# ogbn-arxiv

This repository includes the following example scripts:

* **[MLP](https://github.com/snap-stanford/ogb/blob/master/examples/nodeproppred/arxiv/mlp.py)**: Full-batch MLP training based on paper features and optional Node2Vec features (`--use_node_embedding`).
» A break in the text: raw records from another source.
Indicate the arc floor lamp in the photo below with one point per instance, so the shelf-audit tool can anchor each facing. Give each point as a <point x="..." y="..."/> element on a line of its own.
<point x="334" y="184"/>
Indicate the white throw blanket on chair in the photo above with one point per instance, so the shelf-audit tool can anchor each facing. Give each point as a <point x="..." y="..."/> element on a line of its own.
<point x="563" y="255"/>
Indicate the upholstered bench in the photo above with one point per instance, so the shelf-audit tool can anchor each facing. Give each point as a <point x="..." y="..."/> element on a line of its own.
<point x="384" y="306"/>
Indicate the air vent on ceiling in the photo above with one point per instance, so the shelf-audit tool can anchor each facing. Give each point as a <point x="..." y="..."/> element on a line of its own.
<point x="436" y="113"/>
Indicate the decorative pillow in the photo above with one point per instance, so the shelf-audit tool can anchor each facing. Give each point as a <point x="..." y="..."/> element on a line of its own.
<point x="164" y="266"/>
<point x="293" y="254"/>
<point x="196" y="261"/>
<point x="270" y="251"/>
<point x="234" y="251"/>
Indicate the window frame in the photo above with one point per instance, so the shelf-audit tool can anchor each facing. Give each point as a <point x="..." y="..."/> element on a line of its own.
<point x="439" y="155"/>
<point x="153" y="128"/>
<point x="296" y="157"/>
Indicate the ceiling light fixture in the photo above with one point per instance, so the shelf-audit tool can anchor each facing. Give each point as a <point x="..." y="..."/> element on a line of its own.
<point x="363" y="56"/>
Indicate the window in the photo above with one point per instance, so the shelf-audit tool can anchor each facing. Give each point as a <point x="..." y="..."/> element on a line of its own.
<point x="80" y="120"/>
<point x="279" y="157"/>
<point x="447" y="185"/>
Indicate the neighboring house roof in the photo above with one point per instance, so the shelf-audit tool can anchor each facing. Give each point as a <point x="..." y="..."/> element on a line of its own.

For training with Node2Vec features, this script requires node embeddings be saved in `embedding.pt`. To generate them, please run `python node2vec.py` [requires `torch-geometric>=1.5.0`].
* **[GNN](https://github.com/snap-stanford/ogb/blob/master/examples/nodeproppred/arxiv/gnn.py)**: Full-batch GNN training using either the GCN or GraphSAGE operator (`--use_sage`) [requires `torch-geometric>=1.6.0`].

## Training & Evaluation

```
# Run with default config
python gnn.py

# Run with custom config
python gnn.py --hidden_channels=128
```

## Getting Raw Texts

The tsv file that maps paper IDs into their titles and abstracts are available [here](https://snap.stanford.edu/ogb/data/misc/ogbn_arxiv/titleabs.tsv.gz).
There are three columns: paperid \t title \t abstract.
You can obtain the paper ID for each node at `mapping/nodeidx2paperid.csv.gz` of the downloaded dataset directory.